Please .... pleeeeease .... someone help me find a solution to this most annoying problem. I appreciate all attempts to render assistance.

Jenn

----------


## macropod

Hi jenn,

To what solutions do you refer? Have you studied my Microsoft Word Catalogue/Directory Mailmerge Tutorial, which you can download from:
http://lounge.windowssecrets.com/ind...owtopic=731107
or
http://www.gmayor.com/Zips/Catalogue%20Mailmerge.zip

The tutorial covers everything from list creation to the insertion & calculation of values in multi-record tables in letters. Do read the tutorial before trying to use the mailmerge document included with it.

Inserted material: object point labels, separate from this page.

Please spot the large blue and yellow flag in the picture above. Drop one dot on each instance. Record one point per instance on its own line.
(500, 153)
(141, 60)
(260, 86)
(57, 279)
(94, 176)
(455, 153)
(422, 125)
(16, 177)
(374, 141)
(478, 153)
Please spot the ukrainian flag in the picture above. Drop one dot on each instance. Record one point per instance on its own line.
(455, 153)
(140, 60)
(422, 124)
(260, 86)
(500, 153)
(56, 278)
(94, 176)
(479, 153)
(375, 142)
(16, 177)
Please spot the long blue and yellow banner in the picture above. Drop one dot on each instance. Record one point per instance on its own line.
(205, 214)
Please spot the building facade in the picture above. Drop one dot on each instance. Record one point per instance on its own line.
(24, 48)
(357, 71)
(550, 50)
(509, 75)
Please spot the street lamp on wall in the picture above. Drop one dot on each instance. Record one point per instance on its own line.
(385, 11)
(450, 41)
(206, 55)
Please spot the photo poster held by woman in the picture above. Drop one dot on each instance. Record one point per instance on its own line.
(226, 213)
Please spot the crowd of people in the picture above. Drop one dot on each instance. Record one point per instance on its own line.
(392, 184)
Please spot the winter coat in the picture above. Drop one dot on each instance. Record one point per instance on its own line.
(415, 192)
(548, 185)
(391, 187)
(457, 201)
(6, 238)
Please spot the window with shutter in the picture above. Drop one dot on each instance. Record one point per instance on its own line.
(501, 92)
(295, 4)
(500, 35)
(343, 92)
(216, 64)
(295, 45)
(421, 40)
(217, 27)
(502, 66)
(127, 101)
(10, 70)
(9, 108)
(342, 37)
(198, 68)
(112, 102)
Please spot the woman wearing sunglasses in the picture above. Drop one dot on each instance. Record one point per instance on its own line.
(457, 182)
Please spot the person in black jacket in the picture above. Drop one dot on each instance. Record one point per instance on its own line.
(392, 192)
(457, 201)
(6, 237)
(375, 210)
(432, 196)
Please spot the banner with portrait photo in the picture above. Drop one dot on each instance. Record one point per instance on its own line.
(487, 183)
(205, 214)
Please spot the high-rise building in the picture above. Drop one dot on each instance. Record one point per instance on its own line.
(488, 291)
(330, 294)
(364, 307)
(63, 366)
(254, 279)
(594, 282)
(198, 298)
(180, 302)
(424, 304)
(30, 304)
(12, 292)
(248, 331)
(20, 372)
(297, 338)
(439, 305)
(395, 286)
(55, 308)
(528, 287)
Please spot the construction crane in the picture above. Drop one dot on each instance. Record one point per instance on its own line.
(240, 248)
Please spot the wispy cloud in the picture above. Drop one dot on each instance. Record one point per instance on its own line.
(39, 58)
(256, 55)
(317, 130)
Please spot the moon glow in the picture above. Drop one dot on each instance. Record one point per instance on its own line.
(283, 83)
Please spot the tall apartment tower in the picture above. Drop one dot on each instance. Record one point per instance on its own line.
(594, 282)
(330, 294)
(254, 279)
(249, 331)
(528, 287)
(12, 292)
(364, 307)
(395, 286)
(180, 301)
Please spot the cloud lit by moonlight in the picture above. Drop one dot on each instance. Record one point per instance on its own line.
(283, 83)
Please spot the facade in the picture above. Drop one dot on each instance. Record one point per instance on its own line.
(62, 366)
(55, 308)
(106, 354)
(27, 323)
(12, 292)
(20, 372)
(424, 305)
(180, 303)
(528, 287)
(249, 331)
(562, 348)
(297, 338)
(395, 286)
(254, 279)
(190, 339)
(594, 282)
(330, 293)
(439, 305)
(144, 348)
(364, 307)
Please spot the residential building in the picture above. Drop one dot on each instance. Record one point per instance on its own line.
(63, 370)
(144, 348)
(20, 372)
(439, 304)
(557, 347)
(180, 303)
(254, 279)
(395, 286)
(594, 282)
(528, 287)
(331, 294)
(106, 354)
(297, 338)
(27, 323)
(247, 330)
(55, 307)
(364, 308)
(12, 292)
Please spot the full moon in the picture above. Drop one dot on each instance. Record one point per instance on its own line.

For some recent, worked examples, see the attachment to the posts at:
http://www.msofficeforums.com/mail-m...html#post23345
http://www.msofficeforums.com/mail-m...html#post30327

Your comment "with each record in Excel occupying it's own table" suggests you actually have paragraph breaks between the table rows. The tutorial includes a 'Table Joiner' macro for cleaning up such 'artefacts'. FWIW, unchecking the 'Allow row to break across pages' option doesn't prevent a _table_ from breaking across pages, only its _rows_. To prevent a table from breaking across pages, you need to have the 'keep with next' paragraph attribute checked for every paragraph in, say, column A, except for the last paragraph. But, if you have the 'keep with next' paragraph attribute checked for every paragraph in your document, it's as good as not having it checked for any.

----------


## Jenn68

Hi Paul,

I appreciate the time your took to reply and create the tutorial. I'm finding this task to be over challenging for me, and was reluctant to try the Table Joiner macro out of fear of the results ... it may not be exactly what I was needing as a result of poor explanation on my part. Besides that, I wasn't sure how to use it.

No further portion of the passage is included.